The contrasting comfort and horror of losing your memory, to know and not know at once, is the inherent reality of Alzheimer’s Disease. If you are to experience it, you are afforded the relief in allowing yourself to forget your weaknesses, faults, and mistakes, but that is paired against the absolute threat of not knowing the person before you in the mirror, next to you at your house, or staring at you from a collection of photos on your mantel. I can’t imagine the reality of that, what the experience could be like, what I might feel or say to someone I once knew and know no more. That is, I couldn’t imagine it before watching Alan Berliner’s First Cousin Once Removed.
The filmic image is itself a storehouse of memory, and much of Berliner’s body of work is steeped in the investigation of the memories that we build in a life time; he is known for exploring that which is personal to him. This film is perhaps the apex of such a practice. In this instance, with his new film First Cousin Once Removed, Berliner has the opportunity to explore the life of his relative, lauded poet, translator, and professor, Edwin Honig, during his struggle with Alzheimer’s disease. If you wonder how one man could so diligently and excruciatingly film another, whether or not the subject is aware of the situation and the man behind the camera, you will be happy to know that this film is the result of Honig’s own suggestion. Honig was aware of the reality that he would not only lose his memory, but inevitably himself as well, and approached his cousin to ask him to make this film. Berliner was to Honig a great artist, one of the few members of his own family that he held respect for. This respect, quite obviously, is mutual.
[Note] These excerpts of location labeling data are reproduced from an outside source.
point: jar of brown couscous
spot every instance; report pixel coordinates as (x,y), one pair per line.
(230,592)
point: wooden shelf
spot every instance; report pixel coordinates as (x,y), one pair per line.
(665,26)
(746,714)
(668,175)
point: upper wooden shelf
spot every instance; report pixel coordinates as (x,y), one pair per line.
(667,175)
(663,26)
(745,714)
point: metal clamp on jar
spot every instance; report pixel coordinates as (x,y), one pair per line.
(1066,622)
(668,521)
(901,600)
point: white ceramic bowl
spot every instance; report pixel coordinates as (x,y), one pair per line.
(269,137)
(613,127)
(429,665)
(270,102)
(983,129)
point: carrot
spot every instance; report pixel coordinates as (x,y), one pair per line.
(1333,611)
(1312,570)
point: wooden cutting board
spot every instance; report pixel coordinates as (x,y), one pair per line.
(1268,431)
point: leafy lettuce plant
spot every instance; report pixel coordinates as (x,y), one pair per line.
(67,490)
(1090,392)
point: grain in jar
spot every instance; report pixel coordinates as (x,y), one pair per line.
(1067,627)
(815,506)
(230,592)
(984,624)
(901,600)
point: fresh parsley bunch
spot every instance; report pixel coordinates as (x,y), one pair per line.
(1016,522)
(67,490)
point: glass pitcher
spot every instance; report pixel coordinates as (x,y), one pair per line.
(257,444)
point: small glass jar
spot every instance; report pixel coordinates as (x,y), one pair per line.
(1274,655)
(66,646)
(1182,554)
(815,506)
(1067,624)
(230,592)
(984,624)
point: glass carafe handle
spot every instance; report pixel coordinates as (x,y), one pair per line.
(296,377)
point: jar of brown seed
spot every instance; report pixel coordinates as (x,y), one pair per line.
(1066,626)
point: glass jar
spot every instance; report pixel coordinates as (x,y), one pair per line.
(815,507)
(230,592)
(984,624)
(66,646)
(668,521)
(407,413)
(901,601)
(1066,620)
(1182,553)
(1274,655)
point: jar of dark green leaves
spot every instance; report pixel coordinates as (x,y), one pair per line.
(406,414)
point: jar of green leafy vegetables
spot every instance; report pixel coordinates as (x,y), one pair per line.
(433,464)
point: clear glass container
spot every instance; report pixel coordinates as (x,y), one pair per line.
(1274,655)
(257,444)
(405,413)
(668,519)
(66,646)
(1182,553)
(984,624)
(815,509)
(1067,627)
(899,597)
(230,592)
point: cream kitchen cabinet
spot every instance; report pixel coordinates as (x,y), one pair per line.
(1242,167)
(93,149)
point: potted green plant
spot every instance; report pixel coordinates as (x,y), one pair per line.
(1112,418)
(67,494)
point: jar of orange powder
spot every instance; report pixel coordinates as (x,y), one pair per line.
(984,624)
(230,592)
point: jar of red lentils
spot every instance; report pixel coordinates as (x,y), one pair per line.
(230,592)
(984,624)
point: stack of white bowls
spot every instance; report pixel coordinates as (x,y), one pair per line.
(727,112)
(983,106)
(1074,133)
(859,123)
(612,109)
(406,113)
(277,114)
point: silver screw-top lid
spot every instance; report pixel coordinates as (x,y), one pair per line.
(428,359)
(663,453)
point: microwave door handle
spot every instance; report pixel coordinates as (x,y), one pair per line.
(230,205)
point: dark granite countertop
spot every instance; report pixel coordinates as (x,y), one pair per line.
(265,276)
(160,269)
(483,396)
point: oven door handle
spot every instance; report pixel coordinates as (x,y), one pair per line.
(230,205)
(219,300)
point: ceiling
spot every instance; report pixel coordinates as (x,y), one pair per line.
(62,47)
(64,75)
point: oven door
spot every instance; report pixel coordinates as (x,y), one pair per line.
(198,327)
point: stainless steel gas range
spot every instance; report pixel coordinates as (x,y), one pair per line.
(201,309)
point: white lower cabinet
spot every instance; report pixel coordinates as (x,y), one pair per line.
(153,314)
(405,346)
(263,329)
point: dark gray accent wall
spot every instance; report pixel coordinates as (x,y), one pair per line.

The use of editing sets up the non-chronological format of the film in the opening scene. Over several visits, Berliner films the same shot of his arrival to Honig’s home, and edits them together to produce a shot of himself walking from point a to point b, sourced from many days over the years he spent to make the project. In doing so he gives us the true language of the film, which is the construction of the image from a mind in the process of deconstructing and the effect is both practical and haunting. On several occasions Berliner arrives and has to explain to Honig who he is and why there is a camera. On more than one occasion, Honig is not comfortable with the explanation. The situation of entering and explaining echoes and loops and gives a strong sense of a poetic disorientation.
I find the real beauty in this film is to witness the reality of disintegration within a poetic exploration. We watch as a poet who is losing his language begins to rattle of a mess of syllables which resemble a dadaist chant. There is a musicality involved, perhaps a way of passing time in the brain, even if the brain is failing at the jobs it once performed with such ease. Scenes in which Berliner describes pieces of Honig’s life back to Honig, who seems shocked to hear, for example, of his having been knighted by two countries for his work, you can witness a real feeling of bearing witness to one’s self with purity, as though you are a stranger. When shown a video of himself reading poetry to an audience, he doesn’t see himself, but rather, ‘a man who is trying to be very important’ and laughs at him, somehow seeing its futility without placing the relevance. The fact that his work is incredibly important to others escapes him.
The filmic landscape does what it can to work within the situation it is recording. The sound of a typewriter marks the time, and after one of Honig’s particularly lucid musings, the typewriter chimes, having arrived at the end of its line. We visit the many stories and opinions of the man who used to exist, including those of failed relationships with his adopted children and his ex wife, and protective statements from his sister, but none are so adept at handling the impressions of that man that is. Sadly, Honig died sometime towards the end of shooting and we are left with an empty chair and three words, in order. Chair, tree, bird. Do your best to remember them in order. It will mean something to you by the time the film’s credits are rolling.